Strona główna

sobota, 17 grudnia 2011

Wprost z Indii! No prawie...

Dzień Darmowej Dostawy to całkiem przydatna rzecz: nie trzeba wydawać drugie tyle, ile się płaci za zakupy na pokrycie kosztów przesyłki, nie trzeba też latać po całym mieście w poszukiwaniu akurat tego produktu, który się chce, no i jest to zawsze powód do zrobienia dodatkowych zakupów.
Niestety przyszła chwila opamiętania i zamiast powiększenia kolekcji lakierów skończyło się jedynie na pielęgnacji. Jako, że moja włosy niewiele różnią się od siana, postanowiłam wypróbować olejki. Postawiłam na Himalaya Herbals, który jest (pseudo)naturalny.

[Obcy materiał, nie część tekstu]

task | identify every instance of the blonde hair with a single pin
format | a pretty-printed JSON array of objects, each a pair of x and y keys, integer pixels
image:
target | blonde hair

Potem jeszcze dorzuciłam mydło z miodlą indyjską, bo nie widziałam go nigdzie w sklepach (yhym, tak to sobie tłumacz).
Paczka przyszła w poniedziałek i mimo braku czasu uwieczniłam tę cudowną chwilę odpakowywania paczki.

Bezbronna, jeszcze niczego nieświadoma paczka
Paczka miała dosyć spore gabaryty jak na dwie rzeczy.

Och nie ma za co
Ogólnie przyszło do mnie sporo makulatury reklamujące produkty Himalaya Herbals i L'Biotica, dodatkowo plastikowa torba, która powinna sprawdzić się do pakowania kosmetyków mogących się wylać na wyjazd.

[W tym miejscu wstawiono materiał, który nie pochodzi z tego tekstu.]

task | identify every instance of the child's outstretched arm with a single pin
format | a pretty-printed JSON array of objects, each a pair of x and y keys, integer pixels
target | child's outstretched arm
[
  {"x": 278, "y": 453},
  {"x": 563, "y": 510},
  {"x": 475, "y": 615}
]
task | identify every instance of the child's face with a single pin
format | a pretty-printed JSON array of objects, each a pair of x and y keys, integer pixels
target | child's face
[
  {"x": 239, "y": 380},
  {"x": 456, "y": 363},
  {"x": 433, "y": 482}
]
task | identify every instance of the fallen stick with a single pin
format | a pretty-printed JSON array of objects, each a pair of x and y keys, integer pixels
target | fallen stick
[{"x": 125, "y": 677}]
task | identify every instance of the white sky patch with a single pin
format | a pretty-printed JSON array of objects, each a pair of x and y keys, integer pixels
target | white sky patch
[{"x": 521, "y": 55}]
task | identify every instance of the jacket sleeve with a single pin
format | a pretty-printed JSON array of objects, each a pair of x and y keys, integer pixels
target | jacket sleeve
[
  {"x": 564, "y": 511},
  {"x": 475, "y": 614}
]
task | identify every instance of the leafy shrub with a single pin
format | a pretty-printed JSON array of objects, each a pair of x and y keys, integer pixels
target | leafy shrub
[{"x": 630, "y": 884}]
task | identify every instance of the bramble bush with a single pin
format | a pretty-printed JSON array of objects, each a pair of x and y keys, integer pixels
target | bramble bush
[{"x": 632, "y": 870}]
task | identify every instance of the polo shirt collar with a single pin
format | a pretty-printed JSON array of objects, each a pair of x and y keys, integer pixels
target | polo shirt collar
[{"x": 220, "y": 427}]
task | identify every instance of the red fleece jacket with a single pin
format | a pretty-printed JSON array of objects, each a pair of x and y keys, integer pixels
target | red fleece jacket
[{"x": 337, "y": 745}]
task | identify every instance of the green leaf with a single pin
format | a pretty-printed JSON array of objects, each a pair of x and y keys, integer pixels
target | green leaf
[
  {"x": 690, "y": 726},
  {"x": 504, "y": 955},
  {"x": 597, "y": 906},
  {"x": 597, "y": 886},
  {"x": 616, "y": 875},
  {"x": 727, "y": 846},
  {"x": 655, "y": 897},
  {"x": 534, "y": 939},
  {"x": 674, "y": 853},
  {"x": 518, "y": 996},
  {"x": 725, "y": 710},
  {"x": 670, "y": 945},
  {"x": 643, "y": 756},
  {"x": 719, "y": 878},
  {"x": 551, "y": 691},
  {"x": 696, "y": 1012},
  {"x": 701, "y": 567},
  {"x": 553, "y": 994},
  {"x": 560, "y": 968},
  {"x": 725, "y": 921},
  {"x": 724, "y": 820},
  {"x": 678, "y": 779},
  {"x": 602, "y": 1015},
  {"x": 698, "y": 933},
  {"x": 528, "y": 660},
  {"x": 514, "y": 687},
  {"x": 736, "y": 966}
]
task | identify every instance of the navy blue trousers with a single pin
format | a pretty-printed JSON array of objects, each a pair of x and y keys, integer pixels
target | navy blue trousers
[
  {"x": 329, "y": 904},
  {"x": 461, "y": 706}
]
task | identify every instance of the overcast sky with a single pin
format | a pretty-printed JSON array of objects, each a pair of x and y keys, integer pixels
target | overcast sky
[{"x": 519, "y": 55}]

Jako, że jestem niepełnosprytna nie zrobiłam zdjęć samych produktów, więc użyje tych dostępnych na stronie Himalaya Herbals

5 komentarzy:

  1. Czekam na recenzję olejku :) Fajna ta plastikowa torba :)

    OdpowiedzUsuń
  2. Uwielbiam indyjskie kosmetyki. Są przecudowne!!:)

    OdpowiedzUsuń
  3. Ciekawa jestem jak sprawdzi się mydełko

    OdpowiedzUsuń
  4. ja też skorzystałam z DDD. :-) miałam szampon z Himalaya, dostałam w aptece dzięki uzbieranym punktom, ale szczerze mówiąc nie pamiętam ani nazwy ani wyglądu, ale był inny aniżeli ten Twój. :-) a działanie miał ok, ale bez szału.

    OdpowiedzUsuń
  5. Pink Caster Sugar, póki co mam do niego mieszane uczucia-nie daje natychmiastowego efektu, ciekawe, co będzie za jakiś czas
    GoodForYouDP, szczerze powiedziawszy, to mam wątpliwości, czy one są faktycznie z Indii...
    zoila, mydełko mam zamiar stosować do twarzy, ale dopiero jak skończę żel z Vichy (o ile go kiedyś skończę)
    One_LoVe, widziałam :). Dobrze, że nie zauważyłam Joanny, bo pewnie (za) dużo bym zamówiła

    OdpowiedzUsuń

Related Posts Plugin for WordPress, Blogger...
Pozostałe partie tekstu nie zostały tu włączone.